NFAT1評価:ヒト対象材料成人末梢血の使用は、IRB治験実施計画書「造血幹細胞能力」の下での収集を包含しており、(IRB09−90−195,クリーブランド大学病院)によって認可された。本試験の実施方法は、認可された指針に従っている。
フローサイトメトリー試験:Millenova Immunology Laboratoriesで妊孕性治療中の非妊娠不妊患者及び妊娠3か月患者が、標準的なインフォームドコンセント(CARI,Institute,シカゴ市)に署名した。実験はすべて、CARI,Instituteの指針及び規制に従って、かつ2006年3月にイリノイ大学シカゴ校の治験審査委員会からの認可を得て実施した。血液は、識別子を有さない過剰量の検体の使用で精密検査過程の一部として採取した。本発明者らは、妊娠患者及び非妊娠患者の両方におけるCD14+細胞及びCD3+細胞に対するFITC−PIF結合に関して報告した。本発明者らは、抗CD45抗体及び陰性対照としてのアイソタイプ抗体(BD Pharmingen,カリフォルニア州サンノゼ市)を用いて同じ患者集団におけるCD45+細胞に対する結合も検討した。CD45標的は免疫寛容について関連性のある平型(pan)白血球のマーカーとして公知である。加えて、白血球細胞または脾細胞をC57BL/6雌性マウス(8〜11週齢)から収集し、異なる濃度のFITC−PIFへ氷上で1時間曝露した。細胞を洗浄し1mLのFACS緩衝液(Becton−Dickinson,ニュージャージー州フランクリンレイク地区)中に再懸濁し、FITC−PIF結合細胞の百分率を測定した。結合特異性を実証するために、脾細胞を100倍高い濃度の標識していないPIFへも曝露した後、フローサイトメトリー分析を行った。循環ネズミ免疫細胞へ結合したPIFと関連する細胞タイプの識別を検査した。免疫細胞を、マウス屠殺後に収集した。収集した細胞は、FITC−PIF、(12.5〜50μg/ml)、+抗CD45(BD Pharmingen,カリフォルニア州サンノゼ市)とともにインキュベートした。アイソタイプ対照は、陰性対照として機能した。2色染色を、従来技術を用いて行った。蛍光測定(試料に付き20,000〜50,000ゲート開閉事象)は、データ獲得及び分析用のシステムIIソフトウェアを用いて、Coulter(登録商標)Epics(登録商標)XL(商標)フローサイトメトリーにおいて実施した(Beckman Coulter,Inc.,フロリダ州マイアミ市)。
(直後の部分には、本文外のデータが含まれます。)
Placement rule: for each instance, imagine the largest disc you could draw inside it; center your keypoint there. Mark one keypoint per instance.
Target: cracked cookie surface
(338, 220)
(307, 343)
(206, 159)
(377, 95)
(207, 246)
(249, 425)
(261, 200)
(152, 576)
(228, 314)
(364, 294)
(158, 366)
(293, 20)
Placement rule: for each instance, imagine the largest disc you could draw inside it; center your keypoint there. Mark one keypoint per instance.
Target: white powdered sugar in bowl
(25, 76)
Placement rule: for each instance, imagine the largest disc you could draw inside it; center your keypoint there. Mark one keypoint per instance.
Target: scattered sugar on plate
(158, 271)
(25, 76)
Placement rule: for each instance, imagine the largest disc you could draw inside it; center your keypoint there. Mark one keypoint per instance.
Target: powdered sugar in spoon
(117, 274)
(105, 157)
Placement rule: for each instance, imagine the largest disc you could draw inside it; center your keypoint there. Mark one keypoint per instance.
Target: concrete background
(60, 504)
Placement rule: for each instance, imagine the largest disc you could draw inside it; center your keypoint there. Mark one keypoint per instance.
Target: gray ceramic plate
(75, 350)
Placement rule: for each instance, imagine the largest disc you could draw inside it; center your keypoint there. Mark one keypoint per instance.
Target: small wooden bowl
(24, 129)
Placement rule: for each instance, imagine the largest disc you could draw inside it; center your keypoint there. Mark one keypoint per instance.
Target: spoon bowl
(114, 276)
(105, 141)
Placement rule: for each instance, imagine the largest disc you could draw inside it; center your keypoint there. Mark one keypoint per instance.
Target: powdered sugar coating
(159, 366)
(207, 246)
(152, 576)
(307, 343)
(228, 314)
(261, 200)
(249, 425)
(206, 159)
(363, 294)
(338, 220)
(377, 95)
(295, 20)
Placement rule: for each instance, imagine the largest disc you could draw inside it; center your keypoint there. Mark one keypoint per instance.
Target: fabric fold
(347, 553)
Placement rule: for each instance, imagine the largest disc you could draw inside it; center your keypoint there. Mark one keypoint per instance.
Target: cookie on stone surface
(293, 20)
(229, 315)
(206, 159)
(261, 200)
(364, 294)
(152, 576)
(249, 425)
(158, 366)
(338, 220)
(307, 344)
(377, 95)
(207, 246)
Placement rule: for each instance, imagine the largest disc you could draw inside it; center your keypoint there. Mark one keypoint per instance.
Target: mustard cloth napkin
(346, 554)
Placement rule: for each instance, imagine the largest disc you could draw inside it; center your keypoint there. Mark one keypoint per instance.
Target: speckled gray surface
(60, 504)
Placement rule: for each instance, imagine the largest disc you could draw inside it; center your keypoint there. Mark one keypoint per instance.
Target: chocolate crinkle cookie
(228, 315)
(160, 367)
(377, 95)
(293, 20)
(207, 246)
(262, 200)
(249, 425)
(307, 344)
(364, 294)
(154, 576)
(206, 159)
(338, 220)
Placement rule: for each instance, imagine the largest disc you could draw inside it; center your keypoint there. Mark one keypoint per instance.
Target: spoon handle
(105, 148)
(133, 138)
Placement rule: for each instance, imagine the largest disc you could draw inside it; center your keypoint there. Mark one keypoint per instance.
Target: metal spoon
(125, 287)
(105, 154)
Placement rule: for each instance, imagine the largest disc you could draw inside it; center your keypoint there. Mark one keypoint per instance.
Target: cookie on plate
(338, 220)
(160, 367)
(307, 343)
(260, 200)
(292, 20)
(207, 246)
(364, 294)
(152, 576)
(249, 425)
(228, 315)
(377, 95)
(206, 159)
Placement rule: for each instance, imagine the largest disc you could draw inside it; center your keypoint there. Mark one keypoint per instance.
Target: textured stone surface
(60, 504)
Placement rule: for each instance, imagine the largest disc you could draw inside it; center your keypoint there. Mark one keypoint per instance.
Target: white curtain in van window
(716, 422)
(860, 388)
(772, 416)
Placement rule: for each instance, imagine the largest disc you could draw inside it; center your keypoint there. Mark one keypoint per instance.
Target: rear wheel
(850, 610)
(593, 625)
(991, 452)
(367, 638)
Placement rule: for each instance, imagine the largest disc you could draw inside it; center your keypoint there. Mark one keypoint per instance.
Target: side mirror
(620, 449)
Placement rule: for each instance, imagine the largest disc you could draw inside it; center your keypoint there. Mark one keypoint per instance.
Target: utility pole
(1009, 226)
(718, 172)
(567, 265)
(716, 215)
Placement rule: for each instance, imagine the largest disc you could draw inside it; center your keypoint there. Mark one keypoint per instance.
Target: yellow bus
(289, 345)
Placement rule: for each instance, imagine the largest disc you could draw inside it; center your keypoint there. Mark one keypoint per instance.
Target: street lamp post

統計分析:タンパク質の蓋然性を、Protein Prophetアルゴリズムソフトウェアを用いて分析した。タンパク質標的のクラスター化及び相互作用は、String第9.1版ソフトウェアを用いて判定した。遺伝子経路分析は、付与された経路における最多数の遺伝子によって等級分けするIngenuity System Inc.(カリフォルニア州レッドウッド市)を用いて実施した。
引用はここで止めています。